Senior military officials at the Kandahar Airfield and at NATO headquarters in Kabul grew alarmed. Their concern extended well beyond Tunnell’s rejection of COIN strategy. The 1-17 seemed to be making tactical mistakes. It quickly pulled out of areas it assaulted, which allowed insurgents to return. But its most egregious sin, the officials said, was using Strykers in places where its soldiers should have been walking. Barreling through the district in a vehicle that afforded the driver only a narrow slit of a window meant the soldiers couldn’t scan the ground for bombs as effectively as if they had been on foot.

Stryker after Stryker hit roadside bombs. Sometimes there would be a fatality. If the vehicle’s occupants were lucky, there would be just a bunch of broken bones and concussions. But the insurgents began to adapt by building bigger and bigger bombs. In late October, when a Stryker rolled over one buried in the banks of the Arghandab River, seven soldiers and their interpreter died.

The second-ranking U.S. commander in Afghanistan, Lt. Gen. David Rodriguez, raised the question of whether Tunnell should be relieved of his position. But the top U.S. general in Kandahar, Mick Nicholson, told Rodriguez he thought Tunnell could change. A few months later, Nicholson confided to colleagues that he regretted not having pushed for Tunnell’s removal.

Some officers who worked for Tunnell told me the brigade had been thrust into an untenable position. Its four battalions were spread across a huge swath of southern Afghanistan, often forcing them to remain in their vehicles for drive-by patrols instead of bedding down in villages and walking the beat. Their area was crawling with far more insurgents than they had expected. And every time they thought they were gaining traction, senior commanders upended their mission. In mid-September, de Kruif ordered the second battalion that had participated in the Arghandab operation to move to the far western part of Kandahar province to replace a departing U.S. Army unit that had been working for the Canadians. That left the 1-17 responsible for all of Arghandab.

With so many insurgents holed up in Arghandab, Tunnell’s men needed to take forceful action. But they failed to offer enough carrots with their sticks, and they failed to grasp the political winds within the NATO headquarters. Had Tunnell been just as tough but described his methods as COIN—instead of counterguerrilla operations—he would have run into less trouble with his superiors.

In November, British Maj. Gen. Nick Carter took charge of southern Afghanistan from de Kruif. He immediately concluded that the Stryker battalion was the wrong unit for Arghandab. He pushed it back to Shah Wali Kot and brought in a battalion of the 82nd Airborne Division, which had originally been sent to Afghanistan to help train the country’s army.

By then, 21 soldiers from the 1-17 had been killed in Arghandab. It was the highest death toll of any U.S. Army battalion in Afghanistan.

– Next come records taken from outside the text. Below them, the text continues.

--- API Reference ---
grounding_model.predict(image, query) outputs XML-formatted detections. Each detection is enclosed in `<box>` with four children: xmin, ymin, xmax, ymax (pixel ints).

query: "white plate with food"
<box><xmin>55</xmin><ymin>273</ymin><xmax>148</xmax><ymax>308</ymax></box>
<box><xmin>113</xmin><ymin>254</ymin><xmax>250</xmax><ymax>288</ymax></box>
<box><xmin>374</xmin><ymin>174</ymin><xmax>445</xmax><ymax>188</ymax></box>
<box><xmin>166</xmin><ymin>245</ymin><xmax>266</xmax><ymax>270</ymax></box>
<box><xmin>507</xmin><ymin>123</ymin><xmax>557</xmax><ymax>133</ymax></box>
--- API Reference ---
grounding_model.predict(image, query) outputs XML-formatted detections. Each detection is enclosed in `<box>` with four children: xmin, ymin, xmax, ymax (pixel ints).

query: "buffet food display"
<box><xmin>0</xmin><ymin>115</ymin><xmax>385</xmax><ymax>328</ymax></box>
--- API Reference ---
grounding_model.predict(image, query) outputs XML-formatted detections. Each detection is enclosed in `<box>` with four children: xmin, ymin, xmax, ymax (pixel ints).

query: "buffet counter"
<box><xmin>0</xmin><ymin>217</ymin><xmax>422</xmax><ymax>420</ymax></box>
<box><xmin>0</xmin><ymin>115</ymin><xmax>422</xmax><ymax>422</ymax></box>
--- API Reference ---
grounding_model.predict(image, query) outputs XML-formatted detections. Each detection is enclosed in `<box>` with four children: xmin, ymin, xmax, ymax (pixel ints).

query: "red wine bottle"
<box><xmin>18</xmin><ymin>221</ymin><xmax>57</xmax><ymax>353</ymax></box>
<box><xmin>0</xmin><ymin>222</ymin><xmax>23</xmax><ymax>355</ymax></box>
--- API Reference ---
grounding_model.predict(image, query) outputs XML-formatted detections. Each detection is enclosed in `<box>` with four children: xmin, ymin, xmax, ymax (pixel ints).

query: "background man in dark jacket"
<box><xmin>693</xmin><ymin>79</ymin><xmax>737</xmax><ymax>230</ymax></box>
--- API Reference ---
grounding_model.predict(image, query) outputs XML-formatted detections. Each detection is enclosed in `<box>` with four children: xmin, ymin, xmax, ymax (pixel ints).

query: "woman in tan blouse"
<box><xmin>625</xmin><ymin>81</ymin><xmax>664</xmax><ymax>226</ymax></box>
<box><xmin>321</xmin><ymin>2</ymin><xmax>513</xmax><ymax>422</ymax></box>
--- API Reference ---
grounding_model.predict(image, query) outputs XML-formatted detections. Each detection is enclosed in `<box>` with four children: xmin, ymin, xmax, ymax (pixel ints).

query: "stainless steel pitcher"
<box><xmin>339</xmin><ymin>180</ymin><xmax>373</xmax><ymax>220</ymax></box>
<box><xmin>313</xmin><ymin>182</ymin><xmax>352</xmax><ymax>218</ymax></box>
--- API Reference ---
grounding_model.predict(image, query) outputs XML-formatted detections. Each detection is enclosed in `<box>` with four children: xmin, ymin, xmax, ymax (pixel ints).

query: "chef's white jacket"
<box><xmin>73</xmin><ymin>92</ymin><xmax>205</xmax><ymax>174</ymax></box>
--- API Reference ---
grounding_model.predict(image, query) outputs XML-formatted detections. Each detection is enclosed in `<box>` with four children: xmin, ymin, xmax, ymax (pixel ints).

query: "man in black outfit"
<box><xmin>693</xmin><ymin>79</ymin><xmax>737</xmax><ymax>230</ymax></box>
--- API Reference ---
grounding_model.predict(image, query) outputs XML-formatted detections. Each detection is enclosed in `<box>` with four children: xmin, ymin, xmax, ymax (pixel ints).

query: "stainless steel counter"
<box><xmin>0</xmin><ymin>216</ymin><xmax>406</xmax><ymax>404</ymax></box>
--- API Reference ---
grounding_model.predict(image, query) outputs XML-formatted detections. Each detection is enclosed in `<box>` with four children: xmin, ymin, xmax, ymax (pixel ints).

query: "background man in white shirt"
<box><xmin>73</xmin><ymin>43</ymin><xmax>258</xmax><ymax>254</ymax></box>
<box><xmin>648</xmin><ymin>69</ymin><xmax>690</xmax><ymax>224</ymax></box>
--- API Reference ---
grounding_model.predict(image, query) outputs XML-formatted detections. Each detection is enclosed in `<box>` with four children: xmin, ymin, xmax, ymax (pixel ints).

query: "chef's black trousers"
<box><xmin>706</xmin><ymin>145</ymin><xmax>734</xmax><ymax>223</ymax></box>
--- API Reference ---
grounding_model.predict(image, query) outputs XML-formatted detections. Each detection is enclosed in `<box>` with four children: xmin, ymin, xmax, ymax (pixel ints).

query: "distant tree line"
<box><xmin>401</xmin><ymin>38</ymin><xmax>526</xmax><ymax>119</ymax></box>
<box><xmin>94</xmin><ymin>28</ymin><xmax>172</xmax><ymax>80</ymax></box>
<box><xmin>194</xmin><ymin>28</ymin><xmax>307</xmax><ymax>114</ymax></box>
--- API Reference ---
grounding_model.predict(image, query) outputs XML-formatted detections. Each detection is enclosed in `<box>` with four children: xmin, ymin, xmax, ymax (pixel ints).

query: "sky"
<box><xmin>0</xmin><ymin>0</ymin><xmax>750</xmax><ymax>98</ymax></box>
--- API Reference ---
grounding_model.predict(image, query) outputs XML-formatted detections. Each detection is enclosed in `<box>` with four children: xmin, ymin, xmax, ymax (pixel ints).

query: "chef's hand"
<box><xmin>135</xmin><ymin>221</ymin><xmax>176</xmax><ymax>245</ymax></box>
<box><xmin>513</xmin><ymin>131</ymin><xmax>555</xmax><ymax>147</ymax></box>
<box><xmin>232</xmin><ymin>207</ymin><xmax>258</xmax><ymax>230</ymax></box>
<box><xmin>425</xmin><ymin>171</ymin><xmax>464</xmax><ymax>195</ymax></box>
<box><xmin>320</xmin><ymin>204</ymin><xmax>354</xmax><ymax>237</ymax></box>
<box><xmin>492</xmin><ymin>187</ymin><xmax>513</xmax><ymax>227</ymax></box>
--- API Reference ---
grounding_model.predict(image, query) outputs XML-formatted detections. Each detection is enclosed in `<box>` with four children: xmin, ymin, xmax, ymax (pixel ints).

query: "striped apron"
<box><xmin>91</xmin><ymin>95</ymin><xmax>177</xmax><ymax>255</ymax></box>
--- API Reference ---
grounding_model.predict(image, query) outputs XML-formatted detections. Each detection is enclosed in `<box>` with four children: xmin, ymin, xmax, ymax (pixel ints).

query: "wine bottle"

Two months after the Stryker brigade returned home to Washington state, five soldiers from the battalion Tunnell had sent to far western Kandahar province were charged with murdering unarmed Afghans for sport and keeping their fingers as trophies. A subsequent Army investigation by a one-star general absolved Tunnell of any direct blame for the killings. By then Tunnell had relinquished command of the brigade. Had he still been on the job, he should have been relieved of command, the general determined, in part because of “his failure to follow instructions and intent.”

Tunnell’s stubbornness cost the United States a critical chance to pacify key areas around the most important city in southern Afghanistan during the first year of Obama’s presidency. “We had a great opportunity,” Mick Nicholson told a fellow general. “Sadly, we lost a year.”